Introduction

The following are observations distilled from the "Scanline Rendering in POV-Ray" discussion thread at news.povray.org. They discuss in detail the pros and cons of scanline and raytracer rendering. The two methods are first described, and then compared. "Scanline" is a catch-all term for any method that renders using output buffer polygon rasterization, including REYES.


Raytracing

Raytracing is the dominant method for rendering photorealistic scenes. POV-Ray and Rayshade are examples of raytracers. Hardware implementations of raytracers exist but tend to be rare.

The idea behind raytracing is to iterate through the output buffer (screen) pixels and figure out what part of the scene each of them shows. As a result, if scene geometry remains constant, render time increases in linear proportion to the number of output pixels.

For each screen pixel, an imaginary ray is cast from the camera into the scene. Intersections between the ray and scene objects are compared and the closest one to the camera is used to color the pixel, making hidden surface removal implicit.

If the object is reflective or transparent/refractive, a second ray is cast (or bounced off the object) to find out what the object is reflecting or letting show through. Rays can also be cast towards light sources to determine shadows. Every primitive must provide some way to test itself with the intersection of a ray.

A Z or depth buffer may also be used to provide quick redrawing effects after a rendering is completed, although some raytracers forego such a feature because the main rendering task does not explicitly require a Z buffer.


Scanline Rendering

Scanline rendering is the preferred method for generating most computer graphics in motion pictures.

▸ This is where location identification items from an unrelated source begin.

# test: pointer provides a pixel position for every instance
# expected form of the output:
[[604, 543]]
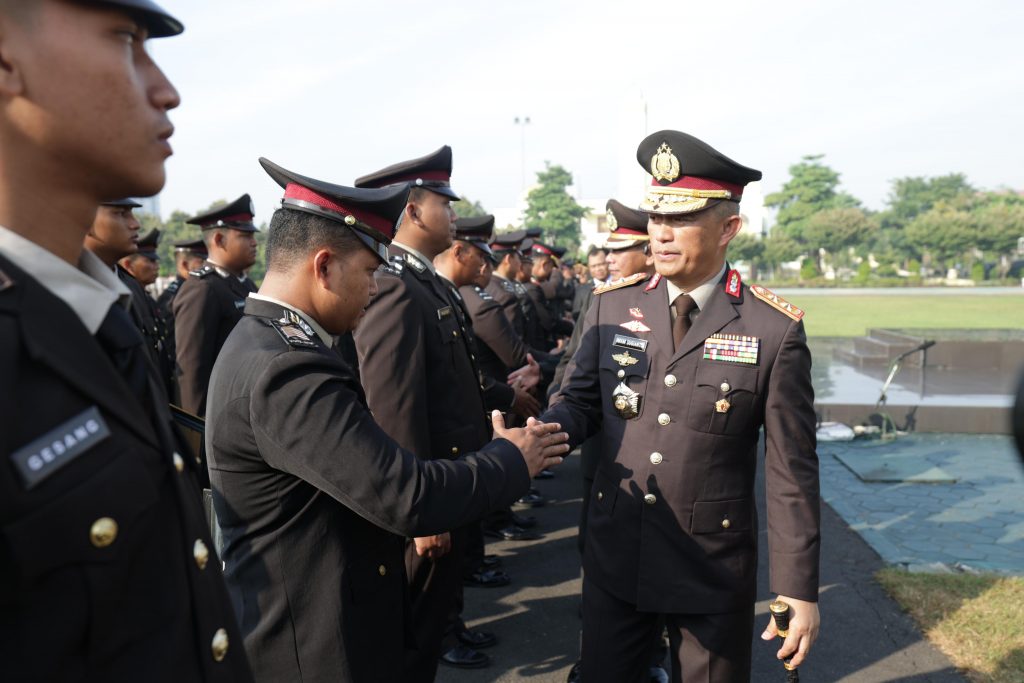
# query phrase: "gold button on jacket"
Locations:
[[201, 553], [219, 645], [103, 531]]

One particular implementation, REYES, is so popular that it has become almost standard in that industry. Scanline rendering is also the method used by video games and most scientific/engineering visualization software (usually via OpenGL). Scanline algorithms have also been widely and cheaply implemented in hardware.

In scanline rendering, drawing is accomplished by iterating through component parts of scene geometry primitives. If the number of output pixels remains constant, render time tends to increase in linear proportion to the number of primitives. OpenGL and Photorealistic Renderman are two examples of scanline rendering.

Before drawing, a Z or depth buffer containing as many pixels as the output buffer is allocated and initialized. The Z buffer is like a heightfield facing the camera, and it keeps track of which scene geometry part is closest to the camera, making hidden surface removal easy. The Z buffer may store additional per-pixel attributes, or other buffers can be allocated to do this (more on this below). Unless primitives are prearranged in back-to-front painting order and do not present pathological depth issues, a Z buffer is mandatory.

For each primitive, it is either composed of an easily drawable part (usually a triangle) or can be divvied up (tesselated) into such parts. Triangles or polygons that fit within screen pixels are called micropolygons, and represent the smallest size a polygon needs to be for drawing. It is sometimes desriable (but not absolutely necessary) for polygons to be micropolygons -- what matters is how simply (and therefore quickly) a polygon can be drawn.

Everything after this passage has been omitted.